Experimental program
Comparison scheme
Effect test

Embodiment 1

[0035] Example 1 Bioinformatics method to identify the distribution of tcpS gene

[0036] In NCBI, use the Blastn online comparison software (http: / / blast.ncbi.nlm.nih.gov / Blast.cgi) to search for the tcpS gene in the genome-wide database. The search results show that the tcpS gene only exists in Salmonella enteritidis, chicken Pullorum / Typhi Salmonella and Salmonella Dublin, and the nucleotide sequence similarity is 100%, while other Salmonella serotypes and other species do not have this gene ( figure 1).

Embodiment 2

[0037] The preparation of embodiment 2 kit

[0038] Primer design and synthesis: using the tcpS gene as a template, design and analyze primers, and select the best pair of detection primers according to the genomic DNA sequence. The nucleotide sequences are shown in Table 1 below:

[0039] Table 1

[0040]

[0041] The above-mentioned primer pairs can be packaged individually, or can be made into a PCR detection solution. In the PCR detection solution, the amount of the above-mentioned primer pairs can be the conventional amount known to those skilled in the art.

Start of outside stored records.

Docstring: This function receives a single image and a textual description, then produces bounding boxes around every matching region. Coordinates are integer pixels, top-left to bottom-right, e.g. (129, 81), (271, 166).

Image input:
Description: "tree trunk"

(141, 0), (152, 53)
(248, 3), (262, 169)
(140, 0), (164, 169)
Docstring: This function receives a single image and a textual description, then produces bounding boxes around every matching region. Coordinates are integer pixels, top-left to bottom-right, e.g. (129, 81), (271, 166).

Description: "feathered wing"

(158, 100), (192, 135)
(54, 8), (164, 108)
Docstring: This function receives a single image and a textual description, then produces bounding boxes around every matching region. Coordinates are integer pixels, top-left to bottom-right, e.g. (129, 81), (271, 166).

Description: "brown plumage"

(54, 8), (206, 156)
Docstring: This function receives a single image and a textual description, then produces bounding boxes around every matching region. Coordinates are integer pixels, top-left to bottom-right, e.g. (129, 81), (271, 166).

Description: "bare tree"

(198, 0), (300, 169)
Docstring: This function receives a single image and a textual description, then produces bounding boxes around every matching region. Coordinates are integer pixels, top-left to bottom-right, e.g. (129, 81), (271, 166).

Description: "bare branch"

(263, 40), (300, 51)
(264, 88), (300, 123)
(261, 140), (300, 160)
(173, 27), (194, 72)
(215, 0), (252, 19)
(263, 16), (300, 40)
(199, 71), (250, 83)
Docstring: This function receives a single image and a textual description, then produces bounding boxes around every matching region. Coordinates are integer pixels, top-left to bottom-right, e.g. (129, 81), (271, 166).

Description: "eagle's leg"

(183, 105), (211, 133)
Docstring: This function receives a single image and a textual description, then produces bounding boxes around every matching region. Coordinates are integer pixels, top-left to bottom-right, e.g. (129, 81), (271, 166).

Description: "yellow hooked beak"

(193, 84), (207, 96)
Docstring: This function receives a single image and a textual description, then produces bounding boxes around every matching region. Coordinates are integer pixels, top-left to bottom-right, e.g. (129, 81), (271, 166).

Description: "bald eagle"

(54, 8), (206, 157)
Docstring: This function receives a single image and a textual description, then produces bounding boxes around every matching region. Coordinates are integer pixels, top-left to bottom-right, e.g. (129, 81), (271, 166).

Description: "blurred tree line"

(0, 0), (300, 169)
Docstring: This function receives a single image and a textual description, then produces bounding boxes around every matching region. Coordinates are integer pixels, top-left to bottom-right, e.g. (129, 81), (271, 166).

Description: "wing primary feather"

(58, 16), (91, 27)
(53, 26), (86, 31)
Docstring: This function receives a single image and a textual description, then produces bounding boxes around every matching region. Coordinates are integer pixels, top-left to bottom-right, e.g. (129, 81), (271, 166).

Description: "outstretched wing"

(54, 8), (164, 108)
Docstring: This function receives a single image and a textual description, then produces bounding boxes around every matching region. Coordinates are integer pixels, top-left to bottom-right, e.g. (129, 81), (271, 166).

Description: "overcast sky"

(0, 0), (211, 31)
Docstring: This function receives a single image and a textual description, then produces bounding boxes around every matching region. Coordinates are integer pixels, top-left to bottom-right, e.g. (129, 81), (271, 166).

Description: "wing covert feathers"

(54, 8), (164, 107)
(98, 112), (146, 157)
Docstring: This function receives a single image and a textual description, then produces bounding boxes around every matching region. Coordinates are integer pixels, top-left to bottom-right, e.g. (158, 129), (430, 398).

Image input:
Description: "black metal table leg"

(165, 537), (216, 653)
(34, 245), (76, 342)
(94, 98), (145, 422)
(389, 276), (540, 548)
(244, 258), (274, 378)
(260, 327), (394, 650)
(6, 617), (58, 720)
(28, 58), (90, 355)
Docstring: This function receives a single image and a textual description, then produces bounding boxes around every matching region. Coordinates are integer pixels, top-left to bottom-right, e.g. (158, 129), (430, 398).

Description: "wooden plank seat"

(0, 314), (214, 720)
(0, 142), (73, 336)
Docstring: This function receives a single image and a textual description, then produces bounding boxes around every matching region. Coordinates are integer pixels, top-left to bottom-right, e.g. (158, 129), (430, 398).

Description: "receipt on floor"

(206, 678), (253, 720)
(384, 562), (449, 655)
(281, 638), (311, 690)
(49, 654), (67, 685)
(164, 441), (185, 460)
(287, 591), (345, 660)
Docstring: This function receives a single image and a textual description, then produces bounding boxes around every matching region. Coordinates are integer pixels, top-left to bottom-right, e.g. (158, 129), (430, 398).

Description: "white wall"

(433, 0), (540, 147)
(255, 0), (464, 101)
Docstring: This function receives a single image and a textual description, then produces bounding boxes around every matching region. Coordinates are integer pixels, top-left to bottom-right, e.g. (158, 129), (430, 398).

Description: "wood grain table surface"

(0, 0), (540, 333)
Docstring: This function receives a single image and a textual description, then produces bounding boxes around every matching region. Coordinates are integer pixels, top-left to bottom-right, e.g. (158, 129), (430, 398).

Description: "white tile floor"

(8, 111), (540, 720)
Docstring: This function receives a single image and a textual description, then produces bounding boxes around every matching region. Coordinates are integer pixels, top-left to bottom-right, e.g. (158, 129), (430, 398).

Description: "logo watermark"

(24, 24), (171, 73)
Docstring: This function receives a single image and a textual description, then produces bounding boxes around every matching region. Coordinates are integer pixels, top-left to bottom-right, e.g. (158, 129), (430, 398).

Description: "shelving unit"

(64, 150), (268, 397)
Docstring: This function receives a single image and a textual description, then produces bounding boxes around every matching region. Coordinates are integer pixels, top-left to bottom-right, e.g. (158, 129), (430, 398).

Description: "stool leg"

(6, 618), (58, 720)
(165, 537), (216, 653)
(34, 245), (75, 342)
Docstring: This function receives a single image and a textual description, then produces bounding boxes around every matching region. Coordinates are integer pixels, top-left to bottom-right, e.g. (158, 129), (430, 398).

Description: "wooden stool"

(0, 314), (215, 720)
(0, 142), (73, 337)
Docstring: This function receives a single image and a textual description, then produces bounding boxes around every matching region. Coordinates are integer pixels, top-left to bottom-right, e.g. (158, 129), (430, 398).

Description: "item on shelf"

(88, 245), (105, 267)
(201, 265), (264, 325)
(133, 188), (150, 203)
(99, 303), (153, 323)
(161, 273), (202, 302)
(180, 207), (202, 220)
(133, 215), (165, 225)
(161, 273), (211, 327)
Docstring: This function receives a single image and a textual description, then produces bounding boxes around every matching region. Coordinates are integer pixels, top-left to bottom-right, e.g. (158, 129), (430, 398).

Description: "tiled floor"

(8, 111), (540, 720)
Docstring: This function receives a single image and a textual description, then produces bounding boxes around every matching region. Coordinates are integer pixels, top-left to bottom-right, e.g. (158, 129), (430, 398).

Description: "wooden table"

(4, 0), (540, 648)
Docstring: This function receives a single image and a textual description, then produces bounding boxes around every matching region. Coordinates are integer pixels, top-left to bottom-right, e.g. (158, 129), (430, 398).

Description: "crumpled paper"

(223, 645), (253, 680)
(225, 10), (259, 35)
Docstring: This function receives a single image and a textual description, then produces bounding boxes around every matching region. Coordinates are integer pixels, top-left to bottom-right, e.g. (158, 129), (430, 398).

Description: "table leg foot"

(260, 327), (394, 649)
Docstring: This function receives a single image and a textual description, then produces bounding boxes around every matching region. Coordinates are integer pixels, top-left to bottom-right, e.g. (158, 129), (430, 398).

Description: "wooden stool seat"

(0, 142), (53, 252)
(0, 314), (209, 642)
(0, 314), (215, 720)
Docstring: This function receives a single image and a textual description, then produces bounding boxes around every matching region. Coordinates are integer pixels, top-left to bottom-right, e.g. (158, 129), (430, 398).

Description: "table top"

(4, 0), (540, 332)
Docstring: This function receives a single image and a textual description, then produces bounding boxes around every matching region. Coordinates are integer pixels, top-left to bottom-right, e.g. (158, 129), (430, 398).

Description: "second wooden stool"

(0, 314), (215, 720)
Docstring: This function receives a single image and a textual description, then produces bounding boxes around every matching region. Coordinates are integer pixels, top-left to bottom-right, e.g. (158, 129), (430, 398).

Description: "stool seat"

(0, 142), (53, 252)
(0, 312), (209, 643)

[0042] That is to say, the kit of the present invention may contain the aforementioned independently packaged primer pair, or may contain a configured PCR detection solution containing the primer pair.

[0043] Further, the kit can also contain sterile water (ddH 2 O), dNTP, PCR buffer, rTaq enzyme, sample genomic DNA extraction reagent, etc.

Embodiment 3

[0044] Example 3 The kit identifies that the tcpS gene only exists in specific serotype Salmonella

[0045] Using the primers in the kit described in Example 2, using the genomes of different serotypes of Salmonella and other bacteria as templates, the distribution characteristics of the tcpS gene in different bacteria were identified by PCR.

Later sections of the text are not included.